Posted on 27 January 2020.

Our old clothes are great resource for the textile industry. The mechanical recycling demonstrator for cotton fiber developed by CETI in Tourcoing shows it’s possible to make new clothes from old yarn.

It took more than two years and an investment of 2 million euros for the European Center for Innovative Textiles (CETI) to develop a mechanical recycling demonstrator for used cotton fiber. Inaugurated on September 19, 2019 in Tourcoing, this made-in-France innovation allows up to 70% of recycled cotton fibers to be incorporated into new clothing. A great performance!
The process is divided into several stages. The garments collected are first sorted by composition and color, then cut into pieces. Metal accessories, such as buttons or zippers, are automatically removed. Then comes the fraying. The fabric passes through several cylinders filled with sharp points that break the fabric down into fibers. The result is a fine cotton flock.
At this point, the fibers are too short to be made into yarn; they have to be mixed with virgin cotton fibers that are at least 30% longer. The mixture is homogenized to produce a uniform raw material. Finally, carding produces a cotton ribbon which can then be spun.

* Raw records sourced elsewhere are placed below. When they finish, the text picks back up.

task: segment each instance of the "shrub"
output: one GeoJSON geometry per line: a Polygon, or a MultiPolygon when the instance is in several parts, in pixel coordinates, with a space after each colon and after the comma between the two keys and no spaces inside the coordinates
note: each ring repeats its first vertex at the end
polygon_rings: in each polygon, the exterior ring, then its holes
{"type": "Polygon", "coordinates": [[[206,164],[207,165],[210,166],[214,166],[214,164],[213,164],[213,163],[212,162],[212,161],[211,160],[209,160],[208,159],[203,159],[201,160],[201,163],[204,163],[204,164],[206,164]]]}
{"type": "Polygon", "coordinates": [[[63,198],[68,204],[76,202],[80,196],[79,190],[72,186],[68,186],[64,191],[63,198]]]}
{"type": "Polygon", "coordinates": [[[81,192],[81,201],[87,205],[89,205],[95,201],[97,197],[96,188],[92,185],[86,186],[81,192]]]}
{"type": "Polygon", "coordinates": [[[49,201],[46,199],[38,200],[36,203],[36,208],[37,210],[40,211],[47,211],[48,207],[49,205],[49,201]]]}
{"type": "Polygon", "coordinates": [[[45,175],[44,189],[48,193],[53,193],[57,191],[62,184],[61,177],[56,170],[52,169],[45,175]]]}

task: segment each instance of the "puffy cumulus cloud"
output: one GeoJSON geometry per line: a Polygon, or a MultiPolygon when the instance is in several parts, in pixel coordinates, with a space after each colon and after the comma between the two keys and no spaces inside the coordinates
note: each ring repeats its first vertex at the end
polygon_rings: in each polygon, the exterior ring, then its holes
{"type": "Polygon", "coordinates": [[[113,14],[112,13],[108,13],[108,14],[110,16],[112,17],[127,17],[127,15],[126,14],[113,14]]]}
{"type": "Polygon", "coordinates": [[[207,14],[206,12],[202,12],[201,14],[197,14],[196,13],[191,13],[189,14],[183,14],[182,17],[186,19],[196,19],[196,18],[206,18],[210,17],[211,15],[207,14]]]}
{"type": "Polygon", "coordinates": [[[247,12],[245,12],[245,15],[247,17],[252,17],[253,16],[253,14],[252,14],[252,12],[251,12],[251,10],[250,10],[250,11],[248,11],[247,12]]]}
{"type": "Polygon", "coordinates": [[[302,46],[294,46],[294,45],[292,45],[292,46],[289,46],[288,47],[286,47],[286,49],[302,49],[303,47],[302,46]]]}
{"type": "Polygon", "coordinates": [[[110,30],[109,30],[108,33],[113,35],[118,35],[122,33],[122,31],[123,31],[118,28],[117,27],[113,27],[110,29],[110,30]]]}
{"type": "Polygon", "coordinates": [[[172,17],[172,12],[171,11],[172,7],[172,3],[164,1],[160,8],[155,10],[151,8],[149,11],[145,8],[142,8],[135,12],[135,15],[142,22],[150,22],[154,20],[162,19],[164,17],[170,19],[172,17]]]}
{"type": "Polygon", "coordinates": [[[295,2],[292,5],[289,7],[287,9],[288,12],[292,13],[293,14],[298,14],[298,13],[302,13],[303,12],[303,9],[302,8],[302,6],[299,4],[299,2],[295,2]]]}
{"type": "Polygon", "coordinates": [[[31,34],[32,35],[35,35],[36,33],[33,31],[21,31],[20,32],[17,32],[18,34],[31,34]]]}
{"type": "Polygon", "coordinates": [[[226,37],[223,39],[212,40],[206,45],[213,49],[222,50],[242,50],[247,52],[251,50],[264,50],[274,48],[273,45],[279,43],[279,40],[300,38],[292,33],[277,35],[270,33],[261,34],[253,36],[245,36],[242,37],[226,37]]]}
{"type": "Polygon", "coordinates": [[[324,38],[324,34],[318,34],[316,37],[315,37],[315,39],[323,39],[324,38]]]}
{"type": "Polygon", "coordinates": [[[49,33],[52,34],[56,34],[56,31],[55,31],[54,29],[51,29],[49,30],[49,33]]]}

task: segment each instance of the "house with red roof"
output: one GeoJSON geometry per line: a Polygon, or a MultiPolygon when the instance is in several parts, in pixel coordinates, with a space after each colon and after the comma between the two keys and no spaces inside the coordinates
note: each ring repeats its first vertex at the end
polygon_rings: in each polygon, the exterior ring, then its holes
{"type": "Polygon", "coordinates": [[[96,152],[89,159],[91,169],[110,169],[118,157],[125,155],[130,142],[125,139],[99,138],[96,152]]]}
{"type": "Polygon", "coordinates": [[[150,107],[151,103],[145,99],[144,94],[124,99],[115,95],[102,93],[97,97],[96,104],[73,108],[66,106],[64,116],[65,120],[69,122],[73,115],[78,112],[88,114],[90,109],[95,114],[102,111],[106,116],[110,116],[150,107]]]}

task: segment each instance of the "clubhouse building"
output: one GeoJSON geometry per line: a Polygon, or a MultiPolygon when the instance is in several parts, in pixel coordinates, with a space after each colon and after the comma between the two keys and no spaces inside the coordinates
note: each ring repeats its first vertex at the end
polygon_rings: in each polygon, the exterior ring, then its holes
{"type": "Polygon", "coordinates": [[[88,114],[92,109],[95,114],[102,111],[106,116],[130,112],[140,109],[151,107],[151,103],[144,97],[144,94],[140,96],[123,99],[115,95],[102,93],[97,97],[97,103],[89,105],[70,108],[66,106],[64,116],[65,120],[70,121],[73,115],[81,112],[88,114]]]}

Dual environmental and economic challenge

Some 600,000 metric tons of clothes, household linens and shoes are sold annually in France - almost 10 kg per year per person. A third of the textiles collected are recycled, and not just to produce dishcloths!
Thanks to mechanical recycling, our old clothes can be turned back into fiber and be used in the textile industry according to circular economy principles. The French brand Hopaal, for example, makes t-shirts and shirts from recycled cotton.
But the issue is not only an environmental one. Used textiles represent a resource that manufacturers could draw from. The standardization of industrial-scale textile recycling processes, like the CETI demonstrator, would not only make it possible to recover production waste and end-of-life clothing, but also to supply the textile industry - in many countries is import-based - with a locally available secondary raw material. Could France soon be producing cotton?